Even with appropriate medication, I have doubts about the safety factors of mixing them.
Here's why.
People with serious mental illness can find those with dementia both threatening and very annoying.
There was a recent incident in a nursing home where one old woman strangled her room-mate to death and put a plastic bag over her head.
This is psychotic stuff -- not that I'm diagnosing, you understand.
People with dementia may hit out when frightened, but they don't make plans to murder room-mates.
Why not? Failure of deductive reasoning, is why.
That old lady in my care home -- she wound a radio cord all about her arm one night, got a caregiver to kneel down to help with her slipper and whopped him on the head with her heavy portable radio.
He called the police and she was hauled away to a geriatric psych unit and the state banned her from ever living in a care home again.
Families have a lot of trouble admitting their mother or father is seriously mentally ill.
Shame, fear, genuine ignorance -- these are all reasons for the failure to admit.
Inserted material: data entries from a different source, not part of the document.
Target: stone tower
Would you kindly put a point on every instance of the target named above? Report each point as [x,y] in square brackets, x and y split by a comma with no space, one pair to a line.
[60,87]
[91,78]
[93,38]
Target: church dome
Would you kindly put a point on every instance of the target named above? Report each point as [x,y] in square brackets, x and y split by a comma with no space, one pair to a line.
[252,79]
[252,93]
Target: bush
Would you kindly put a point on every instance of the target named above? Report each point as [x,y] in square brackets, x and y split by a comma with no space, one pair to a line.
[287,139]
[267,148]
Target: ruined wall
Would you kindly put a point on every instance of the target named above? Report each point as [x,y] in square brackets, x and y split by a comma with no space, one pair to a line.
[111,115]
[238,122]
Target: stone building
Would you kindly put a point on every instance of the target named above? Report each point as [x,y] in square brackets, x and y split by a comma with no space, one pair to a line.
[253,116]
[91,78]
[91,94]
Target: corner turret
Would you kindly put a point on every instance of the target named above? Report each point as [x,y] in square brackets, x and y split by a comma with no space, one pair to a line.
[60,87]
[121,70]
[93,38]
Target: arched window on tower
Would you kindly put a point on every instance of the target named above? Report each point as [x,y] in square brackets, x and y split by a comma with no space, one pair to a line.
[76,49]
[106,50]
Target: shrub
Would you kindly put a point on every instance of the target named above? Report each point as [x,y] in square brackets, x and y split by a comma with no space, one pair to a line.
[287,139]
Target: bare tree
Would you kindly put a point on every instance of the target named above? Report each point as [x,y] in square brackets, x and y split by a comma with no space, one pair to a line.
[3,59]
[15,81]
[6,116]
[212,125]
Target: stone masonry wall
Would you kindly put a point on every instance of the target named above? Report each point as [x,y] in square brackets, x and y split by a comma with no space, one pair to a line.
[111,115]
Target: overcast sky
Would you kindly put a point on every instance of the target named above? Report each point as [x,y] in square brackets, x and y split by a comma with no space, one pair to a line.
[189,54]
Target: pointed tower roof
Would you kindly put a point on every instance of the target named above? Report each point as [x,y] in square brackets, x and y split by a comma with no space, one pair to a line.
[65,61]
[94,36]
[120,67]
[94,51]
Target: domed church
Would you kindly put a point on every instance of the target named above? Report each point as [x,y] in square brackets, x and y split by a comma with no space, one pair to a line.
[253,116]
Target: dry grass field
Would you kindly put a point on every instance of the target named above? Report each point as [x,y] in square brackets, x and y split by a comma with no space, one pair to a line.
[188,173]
But that does not account for the medical failure to diagnose.
Sometimes I wonder if the medical view is simply, "Hey, they're all old and dying, what's it matter?" As a caregiver, I can tell you: it matters.
People with dementia deserve to be safe.
They deserve to be living in care where the mentally ill have not been admitted for monetary gain.
And, for that matter, people with serious mental illness deserve to have some peace from the torments of their illness.
So, yes, let's diagnose and differentiate, okay?